Jermauria Rasco

Mississippi State Bulldogs
- Title: Assistant defensive line coach

Personal information
- Born: October 5, 1992 (age 33) Shreveport, Louisiana, U.S.
- Listed height: 6 ft 4 in (1.93 m)
- Listed weight: 259 lb (117 kg)

Career information
- High school: Evangel Christian Academy (Shreveport, Louisiana)
- College: LSU
- NFL draft: 2015: undrafted

Career history

Playing
- Green Bay Packers (2015); Tampa Bay Buccaneers (2016)*; Pittsburgh Steelers (2016)*;
- * Offseason or practice squad member only

Coaching
- Texas A&M (2017) Analyst; Arizona (2018–2020) Analyst; Louisiana (2021–2023) Player development coordinator; LSU (2024–2025) Defensive analyst; Mississippi State (2026–present) Assistant defensive line coach;
- Stats at Pro Football Reference

= Jermauria Rasco =

American football player (born 1992)

Jermauria Rasco (born October 5, 1992) is an American former football linebacker. He was signed by the Green Bay Packers as an undrafted free agent in 2015 after not being selected in that year's NFL draft. He played college football at LSU.

== Early life ==

Rasco grew up in Shreveport, Louisiana. For high school he attended Evangel Christian Academy, and played on their football team. During his senior year in 2010, Rasco was a highly ranked high school prospect for colleges. Rivals.com ranked him as the eighth best defensive end recruit nationally, the ninth best prospect in the state of Louisiana, and the 168th ranked player nationally.

== College career ==

After high school, Rasco committed to play college football for the LSU Tigers. He played at LSU from 2011 through 2014, playing all four years in 48 games, with 26 starts. Rasco finished his college career with 154 career tackles, with the most coming his senior season, with 71 tackles in 2014.

==Professional career==

=== Green Bay Packers ===
On May 8, 2015, Rasco signed with the Green Bay Packers. On September 5, 2015, Rasco was waived/injured. He was placed on injured reserve until he was released on December 29, 2015.

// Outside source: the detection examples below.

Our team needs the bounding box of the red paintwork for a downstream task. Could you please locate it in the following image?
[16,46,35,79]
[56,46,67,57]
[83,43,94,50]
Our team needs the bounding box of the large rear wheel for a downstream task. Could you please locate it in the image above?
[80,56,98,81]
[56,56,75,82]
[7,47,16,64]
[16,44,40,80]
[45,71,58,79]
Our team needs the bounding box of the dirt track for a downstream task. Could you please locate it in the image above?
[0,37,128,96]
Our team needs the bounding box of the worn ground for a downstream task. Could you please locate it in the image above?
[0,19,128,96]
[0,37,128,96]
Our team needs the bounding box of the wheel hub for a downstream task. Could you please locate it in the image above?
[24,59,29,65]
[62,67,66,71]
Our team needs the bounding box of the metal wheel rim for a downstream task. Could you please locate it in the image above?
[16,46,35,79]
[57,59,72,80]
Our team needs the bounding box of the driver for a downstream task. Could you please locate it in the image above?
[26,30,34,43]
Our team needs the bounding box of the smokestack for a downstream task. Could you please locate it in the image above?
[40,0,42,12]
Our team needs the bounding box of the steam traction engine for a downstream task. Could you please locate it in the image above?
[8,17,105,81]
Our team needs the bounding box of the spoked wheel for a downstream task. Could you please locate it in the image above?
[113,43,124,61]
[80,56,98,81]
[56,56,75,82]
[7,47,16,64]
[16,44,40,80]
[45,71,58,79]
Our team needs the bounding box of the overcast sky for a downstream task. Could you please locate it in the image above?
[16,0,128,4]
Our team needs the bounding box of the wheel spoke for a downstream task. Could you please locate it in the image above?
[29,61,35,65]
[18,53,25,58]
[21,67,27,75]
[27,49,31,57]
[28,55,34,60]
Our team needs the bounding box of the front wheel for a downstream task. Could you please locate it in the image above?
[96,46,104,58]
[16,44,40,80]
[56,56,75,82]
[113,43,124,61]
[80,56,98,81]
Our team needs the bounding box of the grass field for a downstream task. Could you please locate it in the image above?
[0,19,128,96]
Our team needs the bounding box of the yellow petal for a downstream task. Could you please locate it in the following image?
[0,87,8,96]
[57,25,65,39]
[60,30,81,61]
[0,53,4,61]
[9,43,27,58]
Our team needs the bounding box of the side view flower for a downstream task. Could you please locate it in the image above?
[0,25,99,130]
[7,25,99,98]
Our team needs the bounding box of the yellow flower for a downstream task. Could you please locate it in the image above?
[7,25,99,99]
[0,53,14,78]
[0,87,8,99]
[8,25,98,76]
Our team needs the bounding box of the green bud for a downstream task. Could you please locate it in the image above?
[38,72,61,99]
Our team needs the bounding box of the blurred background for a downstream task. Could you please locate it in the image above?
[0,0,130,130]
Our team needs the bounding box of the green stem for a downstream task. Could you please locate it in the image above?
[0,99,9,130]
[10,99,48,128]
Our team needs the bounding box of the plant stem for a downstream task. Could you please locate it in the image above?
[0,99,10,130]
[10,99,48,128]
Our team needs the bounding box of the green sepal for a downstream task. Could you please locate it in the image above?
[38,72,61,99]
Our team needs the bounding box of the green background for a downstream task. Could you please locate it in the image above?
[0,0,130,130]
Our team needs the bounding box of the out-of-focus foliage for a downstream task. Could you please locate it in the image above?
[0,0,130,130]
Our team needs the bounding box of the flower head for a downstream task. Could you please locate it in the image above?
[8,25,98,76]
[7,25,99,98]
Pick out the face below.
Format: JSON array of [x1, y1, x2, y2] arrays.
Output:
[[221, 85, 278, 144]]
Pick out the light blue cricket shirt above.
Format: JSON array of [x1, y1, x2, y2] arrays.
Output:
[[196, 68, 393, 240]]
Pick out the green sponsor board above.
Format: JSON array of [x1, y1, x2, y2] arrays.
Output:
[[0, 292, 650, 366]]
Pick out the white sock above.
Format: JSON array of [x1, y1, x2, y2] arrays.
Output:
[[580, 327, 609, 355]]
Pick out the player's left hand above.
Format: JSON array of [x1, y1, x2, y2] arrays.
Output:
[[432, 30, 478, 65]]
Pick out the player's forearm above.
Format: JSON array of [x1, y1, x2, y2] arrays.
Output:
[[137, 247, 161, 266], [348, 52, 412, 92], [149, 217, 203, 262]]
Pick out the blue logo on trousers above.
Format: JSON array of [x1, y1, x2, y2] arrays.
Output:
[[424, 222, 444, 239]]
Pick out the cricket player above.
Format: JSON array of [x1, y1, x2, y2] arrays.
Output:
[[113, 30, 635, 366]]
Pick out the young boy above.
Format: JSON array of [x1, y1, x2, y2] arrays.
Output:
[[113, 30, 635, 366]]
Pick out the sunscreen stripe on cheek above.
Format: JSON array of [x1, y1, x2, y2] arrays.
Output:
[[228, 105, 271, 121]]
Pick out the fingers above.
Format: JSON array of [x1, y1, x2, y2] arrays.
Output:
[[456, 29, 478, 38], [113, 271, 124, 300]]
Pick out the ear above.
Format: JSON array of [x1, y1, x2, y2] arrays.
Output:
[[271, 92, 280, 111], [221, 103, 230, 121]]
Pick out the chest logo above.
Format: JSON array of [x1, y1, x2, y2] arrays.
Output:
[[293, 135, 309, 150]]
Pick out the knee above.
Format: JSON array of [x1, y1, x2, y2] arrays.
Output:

===Tampa Bay Buccaneers===
On February 5, 2016, Rasco was signed to a futures contract by the Tampa Bay Buccaneers. On April 29, 2016, he was waived.

=== Pittsburgh Steelers ===
On August 15, 2016, Rasco signed with the Pittsburgh Steelers. On September 3, 2016, he was released by the Steelers as part of final roster cuts.

== Coaching career ==

=== Arizona ===
In March 2019, Rasco joined the University of Arizona Football coaching staff under coach Kevin Sumlin as the team's Defensive Analyst.

=== Louisiana ===
As of 2023, he currently works as the player development coordinator for football for the Louisiana Ragin' Cajuns football team.

=== LSU ===
On March 20, 2024, Rasco was hired by his alma mater, LSU, as a defensive analyst.

=== Mississippi State ===
On February 11, 2026, Rasco was hired as the assistant defensive line coach for the Mississippi State Bulldogs.